Il risultato non cambia di molto se a questo quadro aggiungiamo le personali  referenze  di Paolo Mieli.  Va bene.  Mieli è il rampollo di un’importante famiglia ebrea sfuggita alle leggi razziali italiane che da Alessandria d’Egitto aiutò le armate inglesi nella campagna in Nord Africa.   Quando da “Potere Operaio”  entrò timidamente all’Espresso era scontato che avrebbe fatto un carrierone giornalistico.   Il suo eloquio modesto rivela una cultura storica e politica di livello medio.  Nel tratto fisico è tutt’altro che affascinante,  sebbene decine di giovani colleghe  abbiano ammirato il suo cranio pelato, sempre ricambiate.  Il collasso del sistema lo ha ulteriormente ringalluzzito: approfittando della polverizzazione della proprietà del Corriere della Sera, ne è diventato alla fine l’unico padrone.    Più di altri,  vanta certi affidamenti esteri:   tutti immaginano che quando Rothschild,  George Soros  e Goldman Sachs s’interessano all’Italia  pensano anche a Mieli. Lui stesso sta alimentando questa reputazione.  Tutto bene, ma con ciò?

 

Figurarsi se sottovalutiamo certo i rischi di interferenze internazionali sull’Italia.
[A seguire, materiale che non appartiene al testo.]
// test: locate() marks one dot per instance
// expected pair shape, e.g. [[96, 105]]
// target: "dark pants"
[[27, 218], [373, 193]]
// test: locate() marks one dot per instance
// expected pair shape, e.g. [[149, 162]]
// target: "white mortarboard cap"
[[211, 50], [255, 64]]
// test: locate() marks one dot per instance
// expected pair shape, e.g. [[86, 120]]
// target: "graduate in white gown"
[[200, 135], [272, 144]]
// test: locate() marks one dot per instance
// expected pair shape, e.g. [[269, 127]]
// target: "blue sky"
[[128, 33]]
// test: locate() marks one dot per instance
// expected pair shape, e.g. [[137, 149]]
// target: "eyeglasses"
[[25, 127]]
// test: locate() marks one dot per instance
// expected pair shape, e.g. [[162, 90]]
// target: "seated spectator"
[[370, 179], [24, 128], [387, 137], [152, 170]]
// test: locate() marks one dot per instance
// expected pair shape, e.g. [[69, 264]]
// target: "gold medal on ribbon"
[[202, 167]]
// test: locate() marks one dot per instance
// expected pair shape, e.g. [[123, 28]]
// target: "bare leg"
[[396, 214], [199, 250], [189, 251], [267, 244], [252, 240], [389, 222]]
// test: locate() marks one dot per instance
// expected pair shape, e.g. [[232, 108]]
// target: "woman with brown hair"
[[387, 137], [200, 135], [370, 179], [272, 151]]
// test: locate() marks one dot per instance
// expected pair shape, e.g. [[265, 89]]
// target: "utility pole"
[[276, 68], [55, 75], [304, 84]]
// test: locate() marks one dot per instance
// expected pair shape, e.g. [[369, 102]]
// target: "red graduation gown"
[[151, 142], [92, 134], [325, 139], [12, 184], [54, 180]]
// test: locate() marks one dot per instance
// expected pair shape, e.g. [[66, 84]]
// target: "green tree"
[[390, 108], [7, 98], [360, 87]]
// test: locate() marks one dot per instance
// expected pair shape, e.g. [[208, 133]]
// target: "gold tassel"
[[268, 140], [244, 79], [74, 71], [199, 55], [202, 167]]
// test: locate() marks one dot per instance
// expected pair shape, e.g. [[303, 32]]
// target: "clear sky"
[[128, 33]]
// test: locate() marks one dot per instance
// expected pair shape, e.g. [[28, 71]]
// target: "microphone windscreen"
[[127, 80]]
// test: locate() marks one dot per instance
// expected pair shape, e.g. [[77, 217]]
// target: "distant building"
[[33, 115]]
Ma va detto che  in base a un’analisi seria questo “partito del Corriere della Sera” non sembra  neppure strutturato per influenzare il corso degli eventi  nazionali.   Le purghe di Tangentopoli  furono appoggiate dal Corriere ma gestite da una magistratura  ambiziosa e rampante; mentre quella  di oggi,    a parte qualche caso di attivismo individuale (Clementina Forleo, Woodcock),  appare inerte e rinunciataria, schiacciata dall’illegalità sociale.     Il governo-ombra  del Quirinale,   ormai vis a vis con la propria  nuda impotenza,   ha esaurito il credito morale e politico.  Le angosciate prediche di Napolitano  valgono ancor meno delle manovre di Ciampi.  

 

E allora? Le rivoluzioni  non si fanno  certo con le cene di Paolo Mieli e le  reprimende del professor Francesco Giavazzi sul mercato.  La domanda da porsi è con  quale reale  deterrente questi fantomatici “poteri forti”, i Montezemolo, Monti e compagnia,  dovrebbero liquidare un ceto politico sia pure ormai finito?   E’ ora di dire che questi scalcinati bluffeur sono un nemico che fa ridere.  Se pure riescono a suscitare gli incubi di  D’Alema  significa che questa classe dirigente è proprio arrivata al capolinea.  Anche se per ora sembra insostituibile.  Una  nuova ghigliottina politica potrebbe scatenarsi solo in una fase di violente tensioni sociali, come all’inizio del  ‘900 e nei due dopoguerra. Questo è l’unico possibile scenario di svolta.  I tumulti di piazza che continuano a ripetersi e l’odio manifesto per le forze dell’ordine in quanto simbolo di questo Stato iniquo e inetto rivelano di sicuro  la rabbia profonda nella gente. Ma per ora si tratta di fenomeni  limitati e marginali, piccole valvole di sfogo.   All’orizzonte non si vede altro, tranne la lenta agonia del Paese.